Man of Steel opens with Krypton dying and in the midst of civil war.  The planet itself is corroding from within due too to much resource exploitation, and General Zod (Michael Shannon), the leader of the Kryptonian military, is staging a coup in an attempt to salvage the world before it's too late.  While Zod's attempt fails and he and his supporters are exiled to the Phantom Zone, Jor-El (Russel Crowe) and his wife (Ayelet Zurer) send their newborn son, the first natural Kryptonian birth in hundreds of years, to Earth to escape the planet's imminent destruction.

As Krypton dies, baby Kal-El arrives on Earth and is adopted by the Kents, local Kansas farmers, and the all familiar tale unfolds anew.

Without knowing the orphan's true name, his foster parents name him Clark, and our young hero grows up a troubled youth.  Man of Steel, however, doesn't tell the narrative from a completely linear perspective, and instead shows an adult Clark (Henry Cavill) running from himself and the power he posses as he searches for answers and purpose.  At different points in the film it flashes back to events that occurred when he was a child adding greater emphasis to the present moments on screen.  I found this worked extremely well and helped to mix up the more serious story with the action inherent to any comic film.

While Clark tries to hide and blend in with your everyday Joe, he still helps people in his own way becoming an anonymous hero and legend until one day, he discovers a Kryptonian scout ship and learns his true heritage, while at the same time saving the life of and impressing reporter Lois Lane (Amy Adams).

Shortly thereafter Zod arrives, he and his supporters the only other Kryptonian survivors thanks to their exile, and they're after some important data that will permit them to rebuild Krypton at the expense of Earth itself, data they believe Clark Kent to posses.  Epic conflict ensues.

Overall, while Man of Steel's plot isn't the most complex, it is well told, easily identifiable, and touching.  Superman's new, he's untested, and he's learning about himself.  This places him at a very vulnerable point when pitted against the ruthless military veteran that Zod is, and the Man of Steel makes some serious mistakes.
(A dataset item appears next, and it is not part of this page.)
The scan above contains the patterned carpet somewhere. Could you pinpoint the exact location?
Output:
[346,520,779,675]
The battles in Man of Steel are simply spectacular and highly entertaining.  Effect heavy, and while sadly lacking any sun punching, they are literally Earth shattering and city wrecking, which makes complete believable sense seeing as how Superman is taking on other, well, supermen (and women).  The amount of devastation these battles wreck is awe inspiring and something that the latest Marvel films should be envious of.

Highly entertaining, and with the exception of the romance between Clark and Lois, which I felt rather cliche and cheesy, the rest of the film's character development is solid for a comic-based feature.  Zod in particular I found delightful.  Cold, calculating, and ruthless but with intentions and motives that are completely honest and noble for the character, he makes a superb villain as, from his perspective, he's right and just, and all the more deadly for it.

The original battle between Zod and Superman actually felt anticlimactic, but it was simply building to their titanic struggle later in the film which I thought was sheer genius.  I've heard many criticize this battle, stating that Superman should have done things differently and attempted to lure Zod away from Metropolis, but I think said critics are forgetting the simple truth that here, in this film, Superman is still new and inexperienced and this clearly shows in his actions.  He may be super but he's far from perfect and that added to the film's appeal.  It all flowed well for me and depending on how they do the sequel, this could pave the way for a very interesting and more troubled look at the character.

Man of Steel is a great film and the poster child for what a summer blockbuster should be.  It's clever, action-packed, and has a fun and identifiable narrative driven by simple, core values that are in all of us.  While certainly possessing some lighter moments the film was overall darker than I would have expected from DC's flagship character, and I also found that very positive indeed.

While there are other summer blockbusters coming out later this season, I do believe they'll be hard pressed to top Man of Steel, which delivered far better than most are giving it credit for.